Glover Mitzi, Hebert Valeria Y, Nichols Krystle, Xue Stephen Y, Thibeaux Taylor M, Zavecz James A, Dugas Tammy R
Department of Pharmacology, Toxicology, and Neuroscience, LSU Health Sciences Center in Shreveport, Shreveport, LA 71130, United States.
Department of Pharmacology, Toxicology, and Neuroscience, LSU Health Sciences Center in Shreveport, Shreveport, LA 71130, United States.
Antiviral Res. 2014 Nov;111:136-42. doi: 10.1016/j.antiviral.2014.09.010. Epub 2014 Sep 27.
Nucleoside reverse transcriptase inhibitors (NRTIs) are considered the backbone of current combination therapies for HIV. These therapies have significantly decreased mortality and morbidity in HIV-infected patients, but some are associated with cardiovascular complications, including endothelial dysfunction, an early marker for atherosclerosis. Our prior studies demonstrated that co-treatment of cells with an antioxidant therapy reversed NRTI-induced endothelial injury. Thus, as a proof of concept that mitochondrially-targeted antioxidants may be useful in preventing NRTI toxicity, in the current study, mice overexpressing a mitochondrial antioxidant, manganese superoxide dismutase (MnSOD), were compared with wild-type (WT) mice. Mice were treated chronically with either zidovudine (AZT), lamivudine (3TC), or tenofovir (TDF) to determine whether overexpression of MnSOD protected them from endothelial dysfunction. Endothelial function was assessed using vessel reactivity experiments on thoracic aortas as well as measures of endothelium derived factors nitric oxide (NO), endothelin-1 (ET-1), and prostacyclin. Oxidative stress was evaluated as levels of plasma 8-isoprostane. Alterations in vessel reactivity, NO, and ET-1 in WT mice treated with AZT or 3TC were noted. Overexpression of MnSOD offered protection from decreases in vessel reactivity and increases in ET-1. These findings indicate that mitochondrial oxidative stress induced by AZT or 3TC plays a major role in mediating NRTI-induced endothelial dysfunction, and suggest that the use of targeted antioxidants administered in conjunction with NRTIs may attenuate these effects.

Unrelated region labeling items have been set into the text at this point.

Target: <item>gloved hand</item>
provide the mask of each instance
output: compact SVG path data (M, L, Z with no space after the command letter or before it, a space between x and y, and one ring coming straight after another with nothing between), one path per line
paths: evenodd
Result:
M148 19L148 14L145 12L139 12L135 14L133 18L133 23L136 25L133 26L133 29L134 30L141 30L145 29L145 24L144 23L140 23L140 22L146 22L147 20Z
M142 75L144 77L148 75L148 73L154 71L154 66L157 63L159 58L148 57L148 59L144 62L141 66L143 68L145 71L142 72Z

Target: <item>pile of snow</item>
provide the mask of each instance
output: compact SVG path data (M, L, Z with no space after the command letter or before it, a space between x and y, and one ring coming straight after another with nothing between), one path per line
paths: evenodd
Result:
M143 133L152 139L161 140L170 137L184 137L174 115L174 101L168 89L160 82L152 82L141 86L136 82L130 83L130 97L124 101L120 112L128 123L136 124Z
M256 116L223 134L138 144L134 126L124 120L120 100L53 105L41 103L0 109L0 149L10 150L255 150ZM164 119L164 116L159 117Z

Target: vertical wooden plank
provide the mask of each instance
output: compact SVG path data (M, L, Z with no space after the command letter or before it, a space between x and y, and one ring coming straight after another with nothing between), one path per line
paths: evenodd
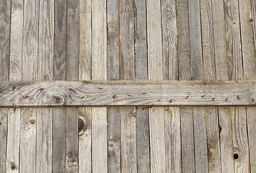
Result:
M21 109L19 172L36 172L36 108Z
M54 80L66 80L66 0L55 1Z
M92 1L92 79L107 79L106 1ZM107 172L107 108L92 107L92 172Z
M161 6L163 42L163 79L177 80L178 63L177 56L175 0L162 0ZM169 66L169 64L170 64L170 66Z
M67 1L67 47L66 79L79 79L79 1Z
M66 80L66 0L55 1L54 12L54 80ZM66 139L64 107L53 108L53 172L65 172Z
M239 1L244 80L255 79L256 62L251 1Z
M208 172L205 108L193 108L195 172Z
M230 107L219 107L221 169L222 172L234 172L233 157L233 138L231 110Z
M179 80L190 81L191 66L188 26L188 1L177 1L176 8Z
M162 80L162 46L160 1L147 1L149 80ZM151 172L165 172L164 107L149 109Z
M65 111L53 108L53 172L65 172Z
M231 115L234 172L250 172L246 107L237 107Z
M191 79L203 79L200 1L188 1ZM193 31L193 32L191 32Z
M238 1L224 0L229 79L244 80Z
M92 1L79 0L79 80L91 79Z
M120 108L121 172L137 172L135 107Z
M22 46L22 81L35 81L37 75L39 0L25 0Z
M148 59L146 0L134 1L134 15L135 78L136 80L147 80Z
M9 79L11 1L0 1L0 81Z
M6 172L6 144L7 144L7 117L6 108L0 108L0 172Z
M37 108L36 172L52 172L52 108Z

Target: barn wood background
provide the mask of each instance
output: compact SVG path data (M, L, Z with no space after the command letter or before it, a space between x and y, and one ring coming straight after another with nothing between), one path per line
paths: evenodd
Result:
M255 3L0 0L0 80L253 81ZM1 107L0 172L256 172L255 111Z

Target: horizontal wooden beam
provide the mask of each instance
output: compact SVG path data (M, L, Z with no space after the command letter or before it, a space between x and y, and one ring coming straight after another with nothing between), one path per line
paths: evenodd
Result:
M247 105L255 81L1 81L0 107Z

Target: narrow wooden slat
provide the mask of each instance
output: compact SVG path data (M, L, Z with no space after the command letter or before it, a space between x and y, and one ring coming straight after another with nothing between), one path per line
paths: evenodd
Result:
M92 1L92 79L107 79L106 1ZM107 172L107 108L92 107L92 172Z
M205 108L193 107L195 172L208 172Z
M53 172L65 172L65 111L55 107L53 116Z
M66 0L55 1L54 80L66 80Z
M191 79L203 79L200 1L188 1ZM193 32L191 32L191 31Z
M10 55L11 1L0 1L0 81L9 79Z
M121 172L137 172L136 124L134 107L120 108Z
M247 132L246 108L237 107L231 115L234 172L250 172L249 148Z
M175 1L161 1L163 48L163 79L177 80ZM170 66L169 66L169 64Z
M92 109L79 107L79 171L92 172Z
M256 149L256 118L255 118L256 107L247 107L247 123L248 130L248 143L249 143L249 154L250 154L250 171L254 172L256 171L256 156L255 151Z
M251 1L239 1L244 80L256 79L256 62Z
M231 125L231 110L225 107L219 107L219 122L220 131L221 170L222 172L234 172L233 158L233 138Z
M0 172L6 171L6 144L8 128L8 110L0 108Z
M19 172L36 172L36 108L22 108L20 115Z
M238 1L224 0L229 79L244 80Z
M22 81L35 81L37 75L39 0L24 1Z
M92 63L92 1L79 0L79 80L90 80Z
M135 74L136 80L148 79L146 1L134 1Z
M176 1L179 80L191 80L188 1Z
M36 172L52 172L52 108L37 108Z

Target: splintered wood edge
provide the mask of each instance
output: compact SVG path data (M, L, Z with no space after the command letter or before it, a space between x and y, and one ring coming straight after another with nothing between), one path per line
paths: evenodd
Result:
M0 107L255 105L255 81L1 81Z

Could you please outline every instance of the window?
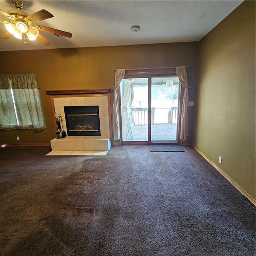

核苷类逆转录酶抑制剂(NRTIs)被认为是目前治疗HIV联合疗法的核心药物。这些疗法显著降低了HIV感染患者的死亡率和发病率,但有些疗法与心血管并发症有关,包括内皮功能障碍,这是动脉粥样硬化的早期标志物。我们之前的研究表明,用抗氧化疗法联合处理细胞可逆转NRTI诱导的内皮损伤。因此,作为线粒体靶向抗氧化剂可能有助于预防NRTI毒性的概念验证,在本研究中,将过表达线粒体抗氧化剂锰超氧化物歧化酶(MnSOD)的小鼠与野生型(WT)小鼠进行了比较。小鼠长期接受齐多夫定(AZT)、拉米夫定(3TC)或替诺福韦(TDF)治疗,以确定MnSOD的过表达是否能保护它们免受内皮功能障碍的影响。使用胸主动脉血管反应性实验以及内皮衍生因子一氧化氮(NO)、内皮素-1(ET-1)和前列环素的测量来评估内皮功能。氧化应激以血浆8-异前列腺素水平进行评估。观察到用AZT或3TC治疗的WT小鼠血管反应性、NO和ET-1的改变。MnSOD的过表达可防止血管反应性降低和ET-1升高。这些发现表明,AZT或3TC诱导的线粒体氧化应激在介导NRTI诱导的内皮功能障碍中起主要作用,并表明与NRTIs联合使用靶向抗氧化剂可能会减弱这些影响。